Frequently Asked Questions

How much do wedding programs cost?

DIY programs printed at home cost $0.50 to $1.50 each depending on paper quality. Professional printing through an online service costs $1.50 to $4.00 each for flat cards and bi-folds. Custom-designed programs from a stationer cost $3.00 to $8.00 each. Letterpress, foil-stamped, or hand-assembled programs can cost $5.00 to $15.00 each. For 100 programs, budget $50 to $400 for standard options and up to $1,500 for luxury printing.

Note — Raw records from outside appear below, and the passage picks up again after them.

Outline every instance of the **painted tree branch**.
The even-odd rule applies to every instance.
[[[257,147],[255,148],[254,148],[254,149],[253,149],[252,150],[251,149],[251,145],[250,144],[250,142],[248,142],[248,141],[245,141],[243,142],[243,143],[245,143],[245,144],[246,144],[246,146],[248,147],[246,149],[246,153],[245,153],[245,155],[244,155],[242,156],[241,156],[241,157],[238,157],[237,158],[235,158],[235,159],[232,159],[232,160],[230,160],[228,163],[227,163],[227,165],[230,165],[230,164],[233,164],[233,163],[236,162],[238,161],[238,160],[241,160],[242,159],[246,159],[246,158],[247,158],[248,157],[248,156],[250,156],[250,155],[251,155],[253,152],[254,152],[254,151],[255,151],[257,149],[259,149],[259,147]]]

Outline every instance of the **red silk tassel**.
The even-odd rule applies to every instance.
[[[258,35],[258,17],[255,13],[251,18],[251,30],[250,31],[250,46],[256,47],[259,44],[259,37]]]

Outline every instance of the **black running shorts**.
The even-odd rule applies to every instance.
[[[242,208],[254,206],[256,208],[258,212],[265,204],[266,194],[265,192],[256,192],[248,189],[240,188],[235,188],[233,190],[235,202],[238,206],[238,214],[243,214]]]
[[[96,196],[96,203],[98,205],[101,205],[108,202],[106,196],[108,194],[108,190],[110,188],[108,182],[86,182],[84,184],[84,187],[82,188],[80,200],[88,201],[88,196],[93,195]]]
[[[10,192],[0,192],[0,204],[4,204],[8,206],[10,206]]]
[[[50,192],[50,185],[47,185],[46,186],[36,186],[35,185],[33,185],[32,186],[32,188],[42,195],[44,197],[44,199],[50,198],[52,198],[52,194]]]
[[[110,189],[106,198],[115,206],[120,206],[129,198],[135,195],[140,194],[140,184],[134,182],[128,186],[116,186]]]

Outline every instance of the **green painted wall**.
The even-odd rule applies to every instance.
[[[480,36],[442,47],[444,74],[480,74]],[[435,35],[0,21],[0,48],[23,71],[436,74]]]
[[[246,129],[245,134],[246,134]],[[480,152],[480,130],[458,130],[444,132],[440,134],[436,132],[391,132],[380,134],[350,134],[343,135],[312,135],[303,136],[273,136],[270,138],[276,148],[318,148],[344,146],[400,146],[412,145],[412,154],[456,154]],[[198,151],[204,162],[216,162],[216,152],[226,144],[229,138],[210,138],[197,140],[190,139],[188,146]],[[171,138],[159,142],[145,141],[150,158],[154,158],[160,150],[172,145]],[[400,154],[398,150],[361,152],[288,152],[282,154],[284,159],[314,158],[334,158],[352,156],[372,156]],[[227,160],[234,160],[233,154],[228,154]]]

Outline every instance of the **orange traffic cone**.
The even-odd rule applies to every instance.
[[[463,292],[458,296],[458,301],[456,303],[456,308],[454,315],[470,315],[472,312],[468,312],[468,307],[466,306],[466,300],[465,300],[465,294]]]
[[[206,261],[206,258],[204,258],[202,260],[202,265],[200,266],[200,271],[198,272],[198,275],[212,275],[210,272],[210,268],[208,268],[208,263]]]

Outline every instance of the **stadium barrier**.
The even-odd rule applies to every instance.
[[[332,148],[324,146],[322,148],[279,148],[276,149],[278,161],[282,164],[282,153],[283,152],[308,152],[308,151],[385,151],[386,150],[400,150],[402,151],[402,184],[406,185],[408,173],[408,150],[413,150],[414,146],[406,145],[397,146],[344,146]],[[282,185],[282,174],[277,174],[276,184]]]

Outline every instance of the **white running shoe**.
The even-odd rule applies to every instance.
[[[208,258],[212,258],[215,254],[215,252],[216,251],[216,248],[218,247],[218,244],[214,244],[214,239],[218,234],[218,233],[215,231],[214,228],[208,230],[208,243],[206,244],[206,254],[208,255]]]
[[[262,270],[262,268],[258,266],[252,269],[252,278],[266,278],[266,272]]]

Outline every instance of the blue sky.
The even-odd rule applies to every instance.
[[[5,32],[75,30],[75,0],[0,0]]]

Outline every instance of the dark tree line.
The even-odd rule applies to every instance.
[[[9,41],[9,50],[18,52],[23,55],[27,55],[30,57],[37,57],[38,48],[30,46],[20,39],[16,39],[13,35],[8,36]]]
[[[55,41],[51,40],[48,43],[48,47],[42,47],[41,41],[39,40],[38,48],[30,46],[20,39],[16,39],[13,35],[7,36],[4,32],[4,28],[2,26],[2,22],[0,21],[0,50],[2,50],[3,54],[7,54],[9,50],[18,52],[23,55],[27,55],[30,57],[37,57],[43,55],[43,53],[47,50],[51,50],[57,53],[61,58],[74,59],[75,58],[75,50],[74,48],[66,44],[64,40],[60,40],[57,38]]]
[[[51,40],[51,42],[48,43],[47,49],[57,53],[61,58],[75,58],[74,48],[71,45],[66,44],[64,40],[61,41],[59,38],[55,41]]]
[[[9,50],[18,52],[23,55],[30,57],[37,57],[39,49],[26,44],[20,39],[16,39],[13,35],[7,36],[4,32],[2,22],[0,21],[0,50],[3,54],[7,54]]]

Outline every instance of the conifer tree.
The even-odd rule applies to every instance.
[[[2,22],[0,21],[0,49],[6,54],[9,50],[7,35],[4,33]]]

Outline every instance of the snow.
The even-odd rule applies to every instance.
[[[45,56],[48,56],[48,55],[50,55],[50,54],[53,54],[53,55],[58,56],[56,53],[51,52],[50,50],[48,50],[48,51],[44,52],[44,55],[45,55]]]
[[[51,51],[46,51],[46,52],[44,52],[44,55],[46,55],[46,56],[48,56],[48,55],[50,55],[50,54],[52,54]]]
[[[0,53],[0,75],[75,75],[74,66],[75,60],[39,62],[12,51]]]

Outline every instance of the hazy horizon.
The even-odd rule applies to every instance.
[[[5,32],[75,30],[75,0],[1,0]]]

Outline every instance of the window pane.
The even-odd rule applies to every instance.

Should we list parents who are deceased?

Yes, if you wish to honour them. A common format is 'In loving memory of [Name], father/mother of the bride/groom' in a dedicated memorial section. You can also include a line such as 'We carry your memory with us today.' This is a meaningful way to acknowledge their absence and is universally appreciated by family members.

Do we need a program for a courthouse wedding?

Typically no. Courthouse ceremonies are brief and straightforward, and the small number of guests makes a printed program unnecessary. If you want a keepsake, a simple card with your names, date, and a quote or personal message serves as a beautiful memento without the formality of a ceremony program.

Can we use a digital program instead of printing?

Absolutely. A digital program accessed via QR code is eco-friendly, easy to update, and free to distribute. Display the QR code on signage at the ceremony entrance, include it in a pre-ceremony text to guests, or add it to your wedding website. Keep a small stack of printed copies for older guests or anyone who prefers paper. Digital programs also allow you to include hyperlinks, audio clips, and interactive elements that print cannot.